What these kinds of false dichotomies of "health versus economy" miss is that an uncontrolled pandemic will damage the economy more than suppression policies will in mid/long term.

This has been pretty well established over the past 2+ years.

Delatron · 06/03/2022 20:18

There’s a middle ground between ‘uncontrolled pandemic’ and full on lockdown that goes on far too long. That’s where the discussion lies.

See Sweden (which yes blah blah we couldn’t have done here) but their economy comes out of this far stronger, children didn’t miss out on school, hospitals weren’t overwhelmed despite everyone thinking they’d done completely they wrong thing and it would be carnage. Their waiting lists are in far better shape that ours too (partly due to crap NHS) but it shows lockdown in all cases multiple times over and over again may not be the right call.

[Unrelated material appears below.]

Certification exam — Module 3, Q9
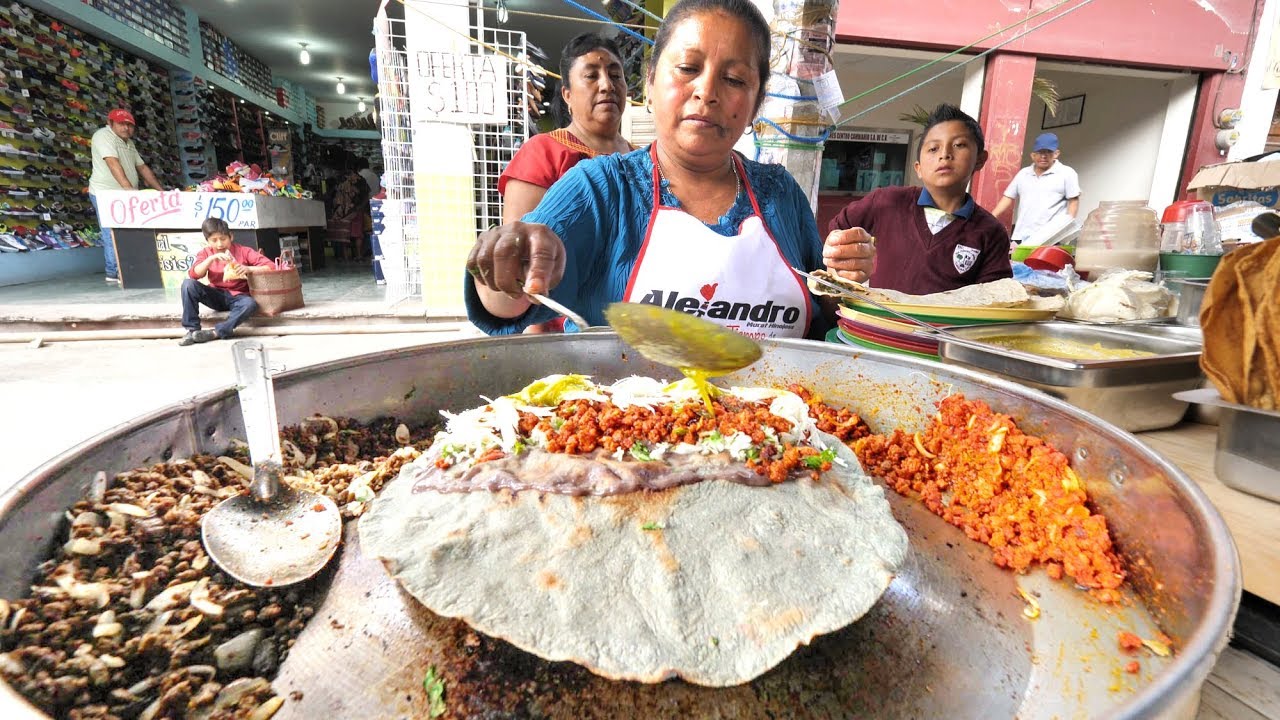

Delatron · 06/03/2022 20:19

And nobody was arguing for an uncontrolled pandemic with zero suppression measures. It’s which measures and when that are being questioned and discussed.

Twillow · 06/03/2022 20:27

Not really. I'd rather take my chances with science than with political motivations. Have recently visited a European country where they still take it a lot more seriously than we do. Eat Out to Spread Covid was a joke. Our world-beating claims are just lies. While I appreciate isolation has been hard for many, the covid deniers believing it actually wasn't that bad are imbeciles. The statistics don't lie.